Despite his conviction, Roeder was invited to an officers academy of the German army two years ago to speak on the role of Germany after reunification. The state election office for Mecklenburg Vorpommern did not oppose Roeder's candidacy, although his previous conviction was well known.

Along with its concentration on the states in eastern Germany and its efforts to build 'Kameradschaften', the NPD has carried out a remarkable change in its program. It now expresses sympathy with the old German Democratic Republic (Stalinist-ruled East Germany). Not everything was bad and reprehensible in the former Stalinist state, the party line runs. At least iron discipline and order prevailed.

As an NPD candidate Roeder played the GDR card. In the GDR there was no defacing of houses. 'Before there was the Free German Youth [GDR Stalinist youth organisation], now there are free drugs,' declared Roeder, as quoted by Annette Ramelsberger, a reporter of the Sueddeusche Zeitung, who followed the campaign of the NPD on the eastern German sea coast.

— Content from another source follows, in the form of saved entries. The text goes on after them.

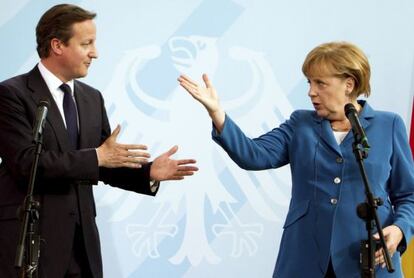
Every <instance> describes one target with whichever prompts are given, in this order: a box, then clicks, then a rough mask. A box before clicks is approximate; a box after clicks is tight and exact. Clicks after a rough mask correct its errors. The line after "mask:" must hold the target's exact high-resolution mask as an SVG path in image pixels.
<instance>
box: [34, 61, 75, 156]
mask: <svg viewBox="0 0 414 278" xmlns="http://www.w3.org/2000/svg"><path fill="white" fill-rule="evenodd" d="M27 87H28V88H29V90H31V91H32V97H33V100H34V102H35V103H36V105H37V104H38V103H39V102H40V101H41V100H47V101H48V102H49V104H50V105H49V111H48V113H47V117H46V120H47V122H48V123H49V124H50V126H51V127H52V129H53V132H54V133H55V136H56V138H57V141H58V144H59V146H60V148H61V150H62V151H69V150H72V146H71V144H70V142H69V137H68V133H67V131H66V127H65V124H64V122H63V119H62V115H61V113H60V111H59V108H58V107H57V105H56V102H55V100H54V99H53V97H52V94H51V93H50V91H49V88H48V87H47V85H46V82H45V81H44V79H43V77H42V75H41V74H40V71H39V69H38V67H37V65H36V66H35V67H34V68H33V69H32V70H31V71H30V72H29V73H28V78H27Z"/></svg>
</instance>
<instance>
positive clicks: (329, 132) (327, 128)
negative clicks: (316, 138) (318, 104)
mask: <svg viewBox="0 0 414 278" xmlns="http://www.w3.org/2000/svg"><path fill="white" fill-rule="evenodd" d="M314 119H315V123H316V125H317V129H319V130H320V132H319V134H320V137H321V138H320V139H321V140H322V141H323V142H325V144H326V146H328V147H329V148H330V149H331V150H333V151H334V152H336V153H337V154H338V155H339V156H342V152H341V149H340V147H339V145H338V143H337V142H336V139H335V136H334V134H333V131H332V128H331V125H330V123H329V121H328V120H325V119H322V118H320V117H318V116H317V115H316V113H315V114H314Z"/></svg>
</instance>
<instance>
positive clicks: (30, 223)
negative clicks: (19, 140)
mask: <svg viewBox="0 0 414 278" xmlns="http://www.w3.org/2000/svg"><path fill="white" fill-rule="evenodd" d="M35 143H36V150H35V157H34V160H33V164H32V168H31V171H30V179H29V187H28V189H27V195H26V197H25V199H24V201H23V204H22V207H24V209H23V210H22V209H21V208H19V209H18V215H19V217H20V219H22V221H21V224H22V225H21V226H20V235H19V242H18V244H17V251H16V258H15V263H14V266H15V267H16V268H17V269H19V270H20V271H19V277H20V278H25V277H28V278H32V277H38V271H37V270H38V264H39V258H40V235H39V223H38V221H39V208H40V203H39V202H38V201H36V200H35V199H34V198H33V189H34V184H35V180H36V172H37V166H38V162H39V157H40V153H41V151H42V143H43V136H42V134H41V133H39V134H38V136H35ZM23 260H25V263H24V265H23ZM22 266H23V267H22Z"/></svg>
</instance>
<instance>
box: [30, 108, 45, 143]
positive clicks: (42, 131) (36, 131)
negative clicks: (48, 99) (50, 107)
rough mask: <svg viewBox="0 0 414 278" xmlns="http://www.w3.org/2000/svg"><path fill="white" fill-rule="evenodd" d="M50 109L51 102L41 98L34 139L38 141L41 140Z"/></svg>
mask: <svg viewBox="0 0 414 278" xmlns="http://www.w3.org/2000/svg"><path fill="white" fill-rule="evenodd" d="M48 109H49V102H48V101H47V100H41V101H40V102H39V104H38V105H37V112H36V122H35V125H34V127H33V141H34V142H35V143H38V142H40V141H41V138H42V133H43V128H44V127H45V122H46V116H47V111H48Z"/></svg>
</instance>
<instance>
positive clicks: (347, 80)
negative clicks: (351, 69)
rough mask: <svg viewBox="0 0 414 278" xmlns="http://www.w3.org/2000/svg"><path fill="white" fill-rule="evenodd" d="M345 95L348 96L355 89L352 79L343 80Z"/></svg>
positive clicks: (352, 78)
mask: <svg viewBox="0 0 414 278" xmlns="http://www.w3.org/2000/svg"><path fill="white" fill-rule="evenodd" d="M345 86H346V94H347V95H348V96H349V95H350V94H351V93H352V92H353V91H354V88H355V80H354V79H353V78H352V77H348V78H347V79H345Z"/></svg>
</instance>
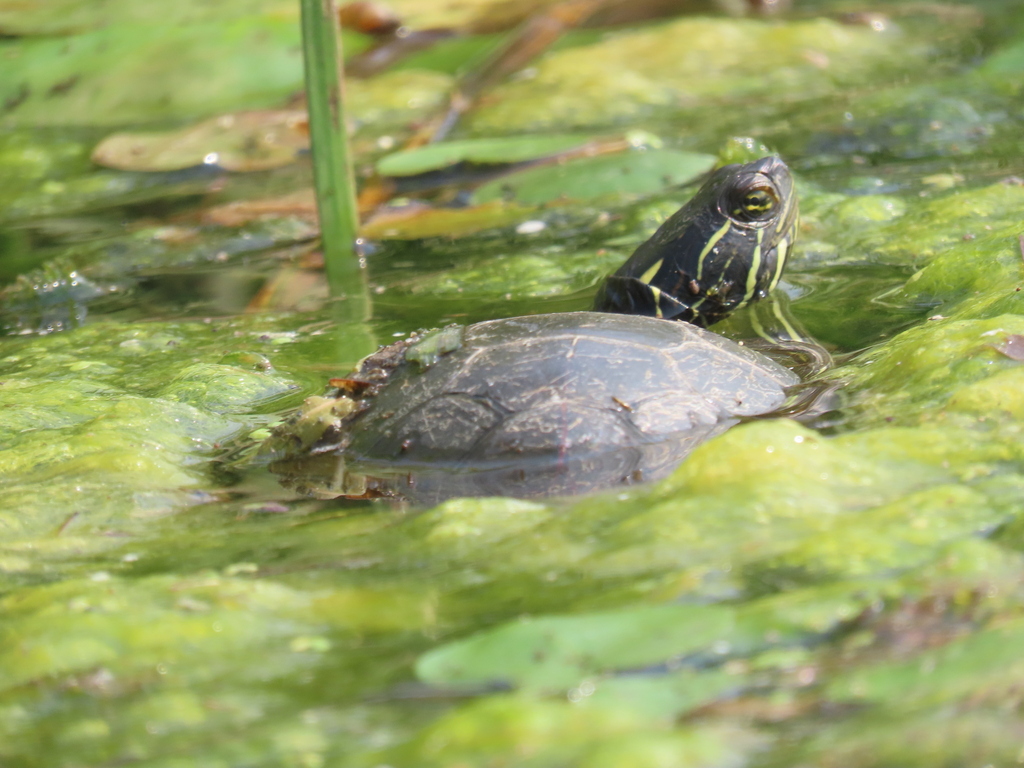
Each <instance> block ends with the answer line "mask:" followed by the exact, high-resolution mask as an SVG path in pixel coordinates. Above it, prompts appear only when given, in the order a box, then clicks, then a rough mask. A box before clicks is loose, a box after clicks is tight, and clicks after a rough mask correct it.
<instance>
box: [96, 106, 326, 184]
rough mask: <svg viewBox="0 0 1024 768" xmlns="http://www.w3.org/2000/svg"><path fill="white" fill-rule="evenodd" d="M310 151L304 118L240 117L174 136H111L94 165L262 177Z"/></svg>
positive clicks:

The NPD combines praise for the GDR with anti-capitalist rhetoric. The head of the party, Voigt, declares at market squares: 'International capital is trying to seize us', and calls for penalties for employers who produce abroad. 'We are not a right-wing party,' he claims, and adds, 'We have more to do with the PDS than with right-wing parties. We want a sort of national socialism.'

Following the election, a feverish discussion has begun in the right-wing camp aimed at a reorganisation of forces and more effective collaboration. The right-wing parties are seeking to organise an 'Alliance of Nationalist Forces' for the coming European elections and unify their activities within Europe.